U.S. Supreme Court Justice Antonin Scalia believes that nothing in the Constitution prevents the government from endorsing and promoting religion – as long as it’s not too specific.

Addressing a crowd at a Catholic high school in Louisiana last month, Scalia asserted that the Constitution does not require the government to be neutral between religion and non-religion.

“To tell you the truth, there is no place for that in our constitutional tradition,” Scalia opined. “Where did that come from? To be sure, you can’t favor one denomination over another but can’t favor religion over non-religion?”

Scalia added that there is “nothing wrong” with ceremonial endorsements of religion by government officials. He asserted that our nation must honor God because God has treated the United States well.

“God has been very good to us,” Scalia remarked. “That we won the revolution was extraordinary. The Battle of Midway was extraordinary. I think one of the reasons God has been good to us is that we have done him honor. Unlike the other countries of the world that do not even invoke his name, we do him honor. In presidential addresses, in Thanksgiving proclamations and in many other ways. There is nothing wrong with that, and do not let anybody tell you that there is anything wrong with that.” He expressed concern that the courts were trying to “cram” secularism “down the throats of an American people.”
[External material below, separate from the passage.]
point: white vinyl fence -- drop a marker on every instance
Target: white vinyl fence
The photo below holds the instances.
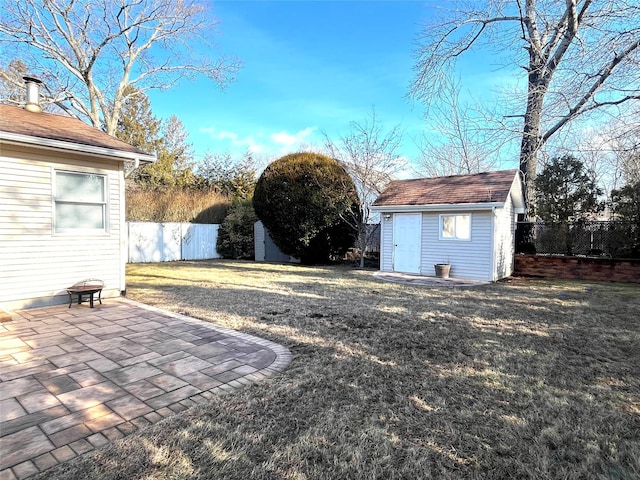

For all of his talk about the Constitution, Scalia’s speech lacked one thing: quotes from passages in that document that would support his view. He was unable to quote them because there aren’t any.

The Constitution is a secular document. It does not appeal to any deity and, despite what many Americans may believe, it fails to single out Christianity for special treatment.

The ceremonial references that Scalia so prizes are mostly of recent vintage. The United States lacked an official motto during most of its existence, although E Pluribus Unum (“Out of Many, One”) served that function unofficially. In the 1950s, Congress got the bright idea to create an official motto and settled on “In God We Trust” as a slap at the “godless communists” who then ruled our arch-nemesis the Soviet Union.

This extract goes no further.